Marghuzar, or Marghazar is a small town located 13 kilometers from Saidu Sharif. Marghuzar, meaning "green hill", is famous for its green panorama, springs, and surrounding mountains. Marghuzar has a building dating back to 1940 called “White Palace” that was built by the then Wali of Swat, Miangul Abdul Wadud, as summer residence. The palace has since been converted into a hotel. Marghuzar has pine trees that are at least two centuries old.
Saidu Sharif, formerly known as ‘Baligram’ is the Capital City of Swat District and is also the Capital City of Malakand Division. Named after Saidu Baba, a prominent and respected leader of the former Yousafzai State of Swat, the city is the main nerve center of the valley with administrative offices, public facilities and tourist information center located here. Swat Museum, Tomb of Saidu Baba, Residence of Wali-e-Swat and remains of Butkara Buddhist Stupa are amongst the local attractions at Saidu Sharif.

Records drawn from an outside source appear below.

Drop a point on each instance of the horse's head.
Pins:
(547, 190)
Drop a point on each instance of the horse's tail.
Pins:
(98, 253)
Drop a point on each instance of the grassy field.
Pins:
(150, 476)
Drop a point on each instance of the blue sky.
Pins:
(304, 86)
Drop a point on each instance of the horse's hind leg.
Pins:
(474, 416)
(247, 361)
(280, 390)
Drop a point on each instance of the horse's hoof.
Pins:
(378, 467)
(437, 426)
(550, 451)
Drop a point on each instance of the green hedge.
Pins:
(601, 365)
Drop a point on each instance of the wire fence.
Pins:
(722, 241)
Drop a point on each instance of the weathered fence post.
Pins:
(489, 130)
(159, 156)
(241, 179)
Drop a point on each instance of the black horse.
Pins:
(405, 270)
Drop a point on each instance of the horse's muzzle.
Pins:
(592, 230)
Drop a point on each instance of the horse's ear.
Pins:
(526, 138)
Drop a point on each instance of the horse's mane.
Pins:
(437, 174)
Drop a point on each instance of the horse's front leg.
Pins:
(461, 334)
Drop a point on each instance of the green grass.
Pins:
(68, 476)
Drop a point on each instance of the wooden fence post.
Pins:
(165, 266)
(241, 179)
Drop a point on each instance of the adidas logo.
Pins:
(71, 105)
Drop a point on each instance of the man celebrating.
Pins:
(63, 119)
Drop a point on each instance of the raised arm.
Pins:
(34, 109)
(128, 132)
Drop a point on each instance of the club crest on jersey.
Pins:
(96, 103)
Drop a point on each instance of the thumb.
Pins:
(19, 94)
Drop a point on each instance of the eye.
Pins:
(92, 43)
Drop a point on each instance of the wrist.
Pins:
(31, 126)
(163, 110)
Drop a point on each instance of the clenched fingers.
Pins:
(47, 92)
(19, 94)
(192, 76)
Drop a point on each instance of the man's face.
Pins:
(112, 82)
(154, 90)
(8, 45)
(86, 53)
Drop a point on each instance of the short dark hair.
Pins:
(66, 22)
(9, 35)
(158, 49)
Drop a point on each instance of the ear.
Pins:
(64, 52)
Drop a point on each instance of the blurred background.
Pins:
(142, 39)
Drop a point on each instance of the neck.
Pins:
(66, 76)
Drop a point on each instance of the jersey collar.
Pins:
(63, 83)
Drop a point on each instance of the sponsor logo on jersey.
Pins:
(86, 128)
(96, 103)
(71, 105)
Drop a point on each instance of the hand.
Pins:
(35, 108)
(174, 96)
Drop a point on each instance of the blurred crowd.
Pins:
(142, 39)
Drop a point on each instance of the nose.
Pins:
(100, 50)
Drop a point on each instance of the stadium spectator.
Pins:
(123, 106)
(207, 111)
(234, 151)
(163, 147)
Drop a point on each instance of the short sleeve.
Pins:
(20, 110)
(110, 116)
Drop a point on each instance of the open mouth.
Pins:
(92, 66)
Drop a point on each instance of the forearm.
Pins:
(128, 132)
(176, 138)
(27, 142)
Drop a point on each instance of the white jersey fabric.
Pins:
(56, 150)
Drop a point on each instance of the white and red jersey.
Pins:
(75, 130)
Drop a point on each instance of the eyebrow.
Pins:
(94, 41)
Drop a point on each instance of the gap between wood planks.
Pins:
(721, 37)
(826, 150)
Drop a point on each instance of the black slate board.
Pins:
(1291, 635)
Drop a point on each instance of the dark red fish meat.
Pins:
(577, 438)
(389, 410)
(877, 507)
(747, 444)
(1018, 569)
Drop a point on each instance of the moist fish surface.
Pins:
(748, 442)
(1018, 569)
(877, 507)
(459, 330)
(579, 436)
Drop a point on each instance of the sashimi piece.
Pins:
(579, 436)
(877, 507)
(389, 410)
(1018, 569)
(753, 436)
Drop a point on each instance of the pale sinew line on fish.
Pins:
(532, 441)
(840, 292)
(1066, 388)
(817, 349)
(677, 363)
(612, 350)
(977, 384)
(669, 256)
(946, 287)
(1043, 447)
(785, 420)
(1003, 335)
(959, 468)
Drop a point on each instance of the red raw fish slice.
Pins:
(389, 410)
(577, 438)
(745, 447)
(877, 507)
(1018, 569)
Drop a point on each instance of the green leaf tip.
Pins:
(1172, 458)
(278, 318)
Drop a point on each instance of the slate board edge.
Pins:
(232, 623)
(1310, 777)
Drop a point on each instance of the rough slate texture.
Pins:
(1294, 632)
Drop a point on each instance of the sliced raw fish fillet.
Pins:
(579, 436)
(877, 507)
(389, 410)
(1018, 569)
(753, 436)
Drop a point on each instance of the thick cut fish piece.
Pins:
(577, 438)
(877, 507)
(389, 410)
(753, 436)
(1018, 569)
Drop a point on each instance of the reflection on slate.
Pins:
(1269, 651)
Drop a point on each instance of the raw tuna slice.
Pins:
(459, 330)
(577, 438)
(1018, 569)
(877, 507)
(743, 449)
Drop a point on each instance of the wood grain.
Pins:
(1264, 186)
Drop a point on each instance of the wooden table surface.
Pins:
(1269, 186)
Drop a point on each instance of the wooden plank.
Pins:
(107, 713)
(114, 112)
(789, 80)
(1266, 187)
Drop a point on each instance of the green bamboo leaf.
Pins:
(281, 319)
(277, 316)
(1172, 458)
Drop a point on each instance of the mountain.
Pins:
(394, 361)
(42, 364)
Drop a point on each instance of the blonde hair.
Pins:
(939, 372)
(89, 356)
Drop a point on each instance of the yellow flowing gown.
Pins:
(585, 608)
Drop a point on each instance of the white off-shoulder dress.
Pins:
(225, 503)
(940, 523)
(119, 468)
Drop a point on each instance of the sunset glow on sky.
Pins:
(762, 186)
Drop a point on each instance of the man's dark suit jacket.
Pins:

Mahudand, also spelled ‘Mahodand’ Lake is located in the upper Usho Valley at a distance of about 35 km from Kalam. The lake can be accessed from Kalam using preferably a 4x4 vehicle. Located at an elevation of 2,865 m (9,400 ft) the lake is surrounded by lush green meadows, mountains and pine forests. Mahodand lake is fed by the lower glaciers the Hindu Kush mountain range and serves as main reservoir for Ushu Khwar, the major left tributary of the Swat River.
Located approximately 40 km from Saidu Sharif is the ski town of Malam Jabba. The place is a home to one of the world renowned ski resorts and is a popular summer as well as winter attraction for local as well as international travelers. Pakistan’s only ski school is also located at Malam Jabba.